A: “Companies should document expectations for their employees in a code of conduct or code of ethics and also create specific policies which document their financial roles. Where a company doesn’t have a code of conduct or financial policies in place, the employee might claim: ‘Oh, I wasn’t aware of the expectations,’ and use that as an excuse to justify their actions.
“Employers should have non-compete and non-solicitation clauses in the contract and the employee should acknowledge that he owes the company a duty of good faith and loyalty. It should be signed and that way it’s something that you can point to after the fact if the employee does divert corporate activities to himself from the company.”
Q: What are best practices for doing remote investigation of a worker?
A: “First and foremost, the employer needs an investigation plan. They need to figure out who is going to be on the team and they need to limit it to a need-to-know basis, so there’s no leaks.
“They need to determine what information is needed: bank statements, credit card statements, expense reports, emails… and how to obtain them.
“Immediately, the company needs to revoke the employee’s access to company systems, both virtually and physically. That employee might have access to the VPN network to work remotely, that needs to be revoked. Also, physical access to the building needs to be revoked. That way, they can’t alter any evidence and it also prevents any further harm from taking place.
“Depending on the severity of the allegation, company devices like a laptop or iPhone, you could send them a prepaid registered mailbox. If it’s very serious, you would want to send someone out to the home.
“The next step is preserving the evidence and this is really important: They need to take a forensic image of the data stored on devices before that data is reviewed, because just reviewing the data could alter it. As a general practice, physical documents should be kept exactly how they are found and it should be noted in writing. If documents are clumped together with a paperclip, they should be kept that way and there should be no notes made on the document that would alter them.”

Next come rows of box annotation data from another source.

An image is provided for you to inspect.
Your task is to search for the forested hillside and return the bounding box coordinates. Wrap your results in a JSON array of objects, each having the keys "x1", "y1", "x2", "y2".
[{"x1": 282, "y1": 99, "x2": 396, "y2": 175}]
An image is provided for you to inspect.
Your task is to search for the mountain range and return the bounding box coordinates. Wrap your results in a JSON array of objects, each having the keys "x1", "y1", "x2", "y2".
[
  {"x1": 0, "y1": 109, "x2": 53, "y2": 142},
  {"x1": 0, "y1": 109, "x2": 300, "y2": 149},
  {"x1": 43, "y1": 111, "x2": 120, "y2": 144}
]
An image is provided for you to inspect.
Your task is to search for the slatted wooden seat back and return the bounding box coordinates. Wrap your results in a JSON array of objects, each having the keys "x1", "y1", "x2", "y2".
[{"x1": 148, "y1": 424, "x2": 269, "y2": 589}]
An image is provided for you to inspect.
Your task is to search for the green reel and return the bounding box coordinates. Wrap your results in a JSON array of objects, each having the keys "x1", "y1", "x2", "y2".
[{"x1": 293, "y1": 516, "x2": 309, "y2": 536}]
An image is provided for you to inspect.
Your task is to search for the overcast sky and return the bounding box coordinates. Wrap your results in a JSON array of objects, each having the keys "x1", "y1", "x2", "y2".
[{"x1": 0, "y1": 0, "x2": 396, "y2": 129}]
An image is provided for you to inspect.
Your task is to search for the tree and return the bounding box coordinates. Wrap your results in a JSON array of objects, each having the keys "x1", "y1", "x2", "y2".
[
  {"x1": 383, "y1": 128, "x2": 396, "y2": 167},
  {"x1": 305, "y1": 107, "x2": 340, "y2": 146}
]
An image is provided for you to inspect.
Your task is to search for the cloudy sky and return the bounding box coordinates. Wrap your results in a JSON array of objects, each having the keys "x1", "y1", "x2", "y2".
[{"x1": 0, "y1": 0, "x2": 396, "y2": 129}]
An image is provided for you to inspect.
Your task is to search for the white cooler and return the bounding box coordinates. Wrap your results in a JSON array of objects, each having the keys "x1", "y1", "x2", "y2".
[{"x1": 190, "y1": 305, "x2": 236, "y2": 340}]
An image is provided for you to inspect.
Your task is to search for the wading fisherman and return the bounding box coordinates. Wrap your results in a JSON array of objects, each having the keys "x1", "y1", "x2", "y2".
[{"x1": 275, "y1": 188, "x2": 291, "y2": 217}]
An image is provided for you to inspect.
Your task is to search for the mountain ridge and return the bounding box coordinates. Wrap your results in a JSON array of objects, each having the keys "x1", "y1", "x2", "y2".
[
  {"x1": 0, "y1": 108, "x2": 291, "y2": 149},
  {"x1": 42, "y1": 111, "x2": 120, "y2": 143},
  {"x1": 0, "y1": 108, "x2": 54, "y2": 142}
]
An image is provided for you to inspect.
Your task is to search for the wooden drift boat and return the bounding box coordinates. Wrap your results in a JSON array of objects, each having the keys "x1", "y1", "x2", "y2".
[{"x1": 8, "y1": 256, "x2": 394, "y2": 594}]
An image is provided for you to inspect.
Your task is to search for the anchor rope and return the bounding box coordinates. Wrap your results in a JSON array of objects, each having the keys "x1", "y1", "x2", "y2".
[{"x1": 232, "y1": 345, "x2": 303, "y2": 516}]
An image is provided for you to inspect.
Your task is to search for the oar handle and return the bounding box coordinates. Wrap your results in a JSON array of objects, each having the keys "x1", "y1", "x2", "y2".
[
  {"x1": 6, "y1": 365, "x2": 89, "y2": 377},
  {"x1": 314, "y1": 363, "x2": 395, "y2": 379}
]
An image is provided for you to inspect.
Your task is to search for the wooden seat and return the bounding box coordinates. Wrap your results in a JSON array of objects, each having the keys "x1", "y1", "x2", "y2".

Q: Can employees be legally monitored while at home?
A: “Generally speaking, at-home workers have a higher expectation of privacy compared to an employee who works in an office. Employers should keep in mind that monitoring needs to be reasonably connected to the management of the employment relationship and the employer should use the least intrusive means available.
“The employer should have clear policy in place, giving advance notice to the employee of what is being monitored and ideally, the employee will provide written consent to that. That’s important because it’ll reduce the employee’s reasonable expectation of privacy and that’s one of the considerations that a court would consider in determining whether there was a privacy breach.
“Don’t use monitoring technology unless there’s some reason for it. If you’re noticing overall performance has been notably affected by working at home, then you might want to start considering using it but excessive monitoring and micromanaging can have the opposite effect intended and can breach the trust between the employee and the employer.”
Q: Why does a whistleblower program make sense?
A: “If one employee is submitting consistently false expense reports and they’re getting away with it, other employees may rationalize similar behaviour.
“Human resources should set up a whistleblower program, either internally or through a third-party contractor, and that way employees can anonymously report suspected fraudulent activities of others. Data shows that 43 per cent of occupational frauds were detected by a tip. You need employees to feel comfortable that they can come forward with these tips and there’s not going to be any repercussions for them because they’re going to be anonymous.